Seguiu para o Plenário a proposta que estabelece prioridade para mulheres em situação de violência doméstica e familiar na realização de exames periciais. A medida, aprovada nesta quarta-feira (6) pela Comissão de Direitos Humanos (CDH), garante que mulheres agredidas tenham atendimento pericial logo após os grupos já priorizados pela legislação atual, como idosos e pessoas com deficiência. O PL 1.442/2024 será analisado em regime de urgência.
De autoria da deputada Laura Carneiro (PSD-RJ), o projeto teve relatório favorável da senadora Mara Gabrilli (PSD-SP). O texto altera a Lei 10.048/2000, que trata do atendimento prioritário, e a Lei Maria da Penha, para incluir o atendimento preferencial às mulheres em situação de violência.
O projeto determina que o poder público deverá garantir uma rede de apoio para o acolhimento das mulheres, caso não haja uma unidade do Instituto Médico Legal disponível. O atendimento seguirá critérios de classificação de risco previstos em protocolos internacionais de saúde. Além disso, as redes de proteção devem fornecer informações claras e acessíveis sobre o funcionamento dos exames e os direitos das mulheres nessas situações.
A relatora, Mara Gabrilli, promoveu ajustes no texto para uniformizar a terminologia utilizada. A principal alteração foi a substituição da expressão "mulher vítima" por "mulher em situação de violência", em consonância com a terminologia mais recente do ordenamento jurídico brasileiro.
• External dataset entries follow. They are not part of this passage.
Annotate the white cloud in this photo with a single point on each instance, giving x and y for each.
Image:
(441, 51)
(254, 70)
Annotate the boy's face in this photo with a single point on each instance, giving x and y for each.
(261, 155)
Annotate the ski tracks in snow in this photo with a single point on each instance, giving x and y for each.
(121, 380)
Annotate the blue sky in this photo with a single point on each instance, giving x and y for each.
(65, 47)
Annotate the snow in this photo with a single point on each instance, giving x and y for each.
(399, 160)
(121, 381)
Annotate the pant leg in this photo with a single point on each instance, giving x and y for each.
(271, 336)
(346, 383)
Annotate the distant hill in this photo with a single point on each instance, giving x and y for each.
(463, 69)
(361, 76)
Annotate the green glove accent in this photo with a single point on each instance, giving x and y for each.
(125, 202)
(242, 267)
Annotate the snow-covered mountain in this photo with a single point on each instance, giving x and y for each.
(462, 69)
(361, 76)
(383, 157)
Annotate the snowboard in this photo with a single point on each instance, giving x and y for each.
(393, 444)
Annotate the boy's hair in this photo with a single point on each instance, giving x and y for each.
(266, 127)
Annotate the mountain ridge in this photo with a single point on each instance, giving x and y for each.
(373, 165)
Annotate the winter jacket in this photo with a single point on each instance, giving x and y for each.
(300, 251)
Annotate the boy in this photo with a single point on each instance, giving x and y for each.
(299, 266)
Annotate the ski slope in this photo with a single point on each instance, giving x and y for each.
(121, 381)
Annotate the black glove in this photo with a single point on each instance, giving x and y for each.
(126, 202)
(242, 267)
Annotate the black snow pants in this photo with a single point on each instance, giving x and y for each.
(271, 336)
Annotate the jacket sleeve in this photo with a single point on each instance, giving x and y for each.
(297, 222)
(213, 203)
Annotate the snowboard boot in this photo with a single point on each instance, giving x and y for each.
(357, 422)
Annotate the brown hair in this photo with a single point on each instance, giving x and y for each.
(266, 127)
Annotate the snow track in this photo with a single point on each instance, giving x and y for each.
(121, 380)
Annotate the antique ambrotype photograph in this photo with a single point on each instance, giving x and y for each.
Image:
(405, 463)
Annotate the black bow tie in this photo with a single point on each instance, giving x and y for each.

Segundo a senadora Mara Gabrilli, os exames periciais têm papel fundamental no sistema de proteção à mulher em situação de violência doméstica, pois podem materializar a violência sofrida e servir como prova para responsabilizar o agressor.
— A demora na realização da perícia implica risco concreto de perda irreversível de evidências, comprometendo o êxito da persecução penal e favorecendo a impunidade — argumentou.
Mara Gabrilli ressaltou ainda a urgência da medida, diante do aumento dos casos de feminicídio registrados no país.